Arkansas state legislators are currently considering legislation that would aim to strengthen child safety online. By all accounts, this is a well-intended piece of legislation that seeks to protect Arkansan children from the deepest, darkest sections of the internet. However, this bill would have unfortunate consequences for individual privacy while only applying to a select few social media companies.

The culprit bill – SB 396 – would place awkward constraints on social media users and companies, seeking to enforce age verification for minors, parental consent to use the platform, and a private right-of-action as an enforcement mechanism.

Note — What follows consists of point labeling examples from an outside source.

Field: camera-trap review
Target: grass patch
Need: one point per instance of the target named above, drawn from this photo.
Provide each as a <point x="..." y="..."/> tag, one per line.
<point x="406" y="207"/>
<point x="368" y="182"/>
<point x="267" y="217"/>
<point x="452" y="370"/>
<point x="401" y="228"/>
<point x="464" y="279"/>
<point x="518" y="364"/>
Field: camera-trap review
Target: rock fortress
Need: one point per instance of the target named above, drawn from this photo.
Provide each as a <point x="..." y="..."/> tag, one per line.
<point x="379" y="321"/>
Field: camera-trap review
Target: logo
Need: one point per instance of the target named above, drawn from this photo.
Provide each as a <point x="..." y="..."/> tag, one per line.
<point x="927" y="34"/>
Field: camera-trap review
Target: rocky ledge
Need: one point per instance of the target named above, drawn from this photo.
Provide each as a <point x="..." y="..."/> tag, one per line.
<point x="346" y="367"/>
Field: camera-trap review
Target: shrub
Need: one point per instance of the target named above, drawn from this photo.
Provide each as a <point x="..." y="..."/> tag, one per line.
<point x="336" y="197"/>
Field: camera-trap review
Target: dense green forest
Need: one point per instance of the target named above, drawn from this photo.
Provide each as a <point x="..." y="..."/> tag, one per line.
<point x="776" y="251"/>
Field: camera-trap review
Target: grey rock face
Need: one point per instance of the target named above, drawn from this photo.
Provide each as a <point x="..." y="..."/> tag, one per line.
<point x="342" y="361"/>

Beyond these new regulatory burdens and the giveaway to trial lawyers to pursue frivolous claims, the legislation unfortunately carves out wide swaths of where all internet users (children included) spend most of their time. For example, under the bill Meta would be covered while YouTube, a larger website in terms of average monthly users, would not be affected despite similar social media features.

Age verification is one way this bill attempts to reign in the dangers of youth online activity. However, this is easier said than done. Age verification would be overly burdensome to legal users without the necessary identification as well as companies tasked with collecting and verifying this sensitive data. The requirement also backfires in terms of privacy, forcing companies to collect and screen even more sensitive data about users, children included, than they already do.

Establishing parental consent or controls may be duplicative at best and impossible at worst. Many of these social media companies, in addition to device manufacturers and operating system and browser providers, already have parental controls in place. Also, the requirements to verify an immediate family member are ill-defined and inherently require companies to collect effectively double the amount of data about youth users.

The bill text insists that users will be required to have a “digitized identification card” that would be verified by a third party. Again, this forces users (particularly young users without the need for driver’s licenses), to hand over more sensitive data and then concentrates it in a way that creates a lucrative target for cybercriminals. Look no further than the recent breach of Washington, DC’s healthcare exchange for an example of concentrating sensitive personal data in one place.

Youth safety online is pertinent to a safer internet. However, SB 396 misses the mark. Rather than educating parents about the safety controls that social media companies, device manufacturers, and browser providers already offer, this bill makes the choice for them on which companies should have these controls. The bill targets a few very specific companies while leaving out most of the places where internet users spend the bulk of their time. This is analogous to age verifying purchasers of liquor, but not beer and wine.

The time and resources of Arkansas taxpayers would be better suited educating and encouraging families to utilize the plethora of tools already available to them to protect their children online.